8.2 Florida resolves to protect wildflowers on roadsides
Photo credit: Maria Urice
The following case study from Florida highlights a unique citizen-based effort to protect pollinator habitat through county policy resolutions that were subsequently supported by pollinator-friendly management plans.
Florida, home to a great diversity of plants and animals, was once dubbed the "land of flowers" by a Spanish explorer in 1513. Many of these wildflowers can be found on Florida's 200,000 acres of roadsides. However, wildflower proliferation along roadsides can be limited by the frequency of mowing. Roadside mowing can be very intensive in some parts of Florida, particularly in urban areas. When showy stands of wildflowers were mowed during bloom when pollinators were present, concerned citizens contacted Florida DOT. Jeff Caster, State Transportation Landscape Architect with Florida DOT, describes the situation: "There would be butterflies on the side of the road feasting on the native vegetation and we would come in and mow it all down and we would get people naturally upset with us. Environmentally conscious citizens called us to complain that we were mowing down wildflowers and butterfly habitat."
Florida DOT isn't able to alter their management plans based on direct requests from a garden club or an individual that wants less roadside mowing. But citizens in Wakulla County found another way. They worked with their county commissioners to draft a resolution that made it county policy to preserve existing stands of roadside wildflowers. Then, county staff worked with Florida DOT to develop a roadside management plan to accommodate the resolution.

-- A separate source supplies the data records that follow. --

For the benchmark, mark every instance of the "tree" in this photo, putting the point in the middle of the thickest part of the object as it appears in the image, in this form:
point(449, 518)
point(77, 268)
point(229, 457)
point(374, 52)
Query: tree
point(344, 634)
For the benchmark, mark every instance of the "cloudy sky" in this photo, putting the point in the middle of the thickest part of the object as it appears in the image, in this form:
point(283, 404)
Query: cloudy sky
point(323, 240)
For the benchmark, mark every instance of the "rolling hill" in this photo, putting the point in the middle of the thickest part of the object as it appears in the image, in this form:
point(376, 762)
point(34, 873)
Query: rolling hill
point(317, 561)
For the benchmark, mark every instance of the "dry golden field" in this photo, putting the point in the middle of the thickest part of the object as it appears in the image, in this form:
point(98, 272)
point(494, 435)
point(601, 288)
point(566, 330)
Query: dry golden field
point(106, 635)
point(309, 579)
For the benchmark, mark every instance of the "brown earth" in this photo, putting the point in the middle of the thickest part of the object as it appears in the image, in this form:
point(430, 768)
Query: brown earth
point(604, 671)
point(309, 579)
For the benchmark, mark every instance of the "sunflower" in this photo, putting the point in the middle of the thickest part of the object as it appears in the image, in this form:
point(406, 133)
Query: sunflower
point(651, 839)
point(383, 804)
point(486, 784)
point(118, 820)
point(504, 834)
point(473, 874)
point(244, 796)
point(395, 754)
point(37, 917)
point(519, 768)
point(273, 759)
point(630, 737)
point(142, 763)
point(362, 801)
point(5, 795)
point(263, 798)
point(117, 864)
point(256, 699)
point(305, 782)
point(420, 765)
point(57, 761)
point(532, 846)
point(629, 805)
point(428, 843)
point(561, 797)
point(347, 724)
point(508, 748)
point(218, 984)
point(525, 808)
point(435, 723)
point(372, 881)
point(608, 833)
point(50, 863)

Recognizing the cultural, historical, and environmental significance of native wildflowers, 27 out of Florida's 67 counties have moved to adopt similar wildflower resolutions. These counties "make a commitment to saying they want to enjoy the visibility of wildflowers for whatever reason, some do it to attract nature-based tourism, some doing it to help their farms," Caster says. A model resolution can be found on the Florida Wildflower Foundation's website.
Florida's unique grassroots approach to protecting wildflowers at the county level has great potential for pollinator conservation.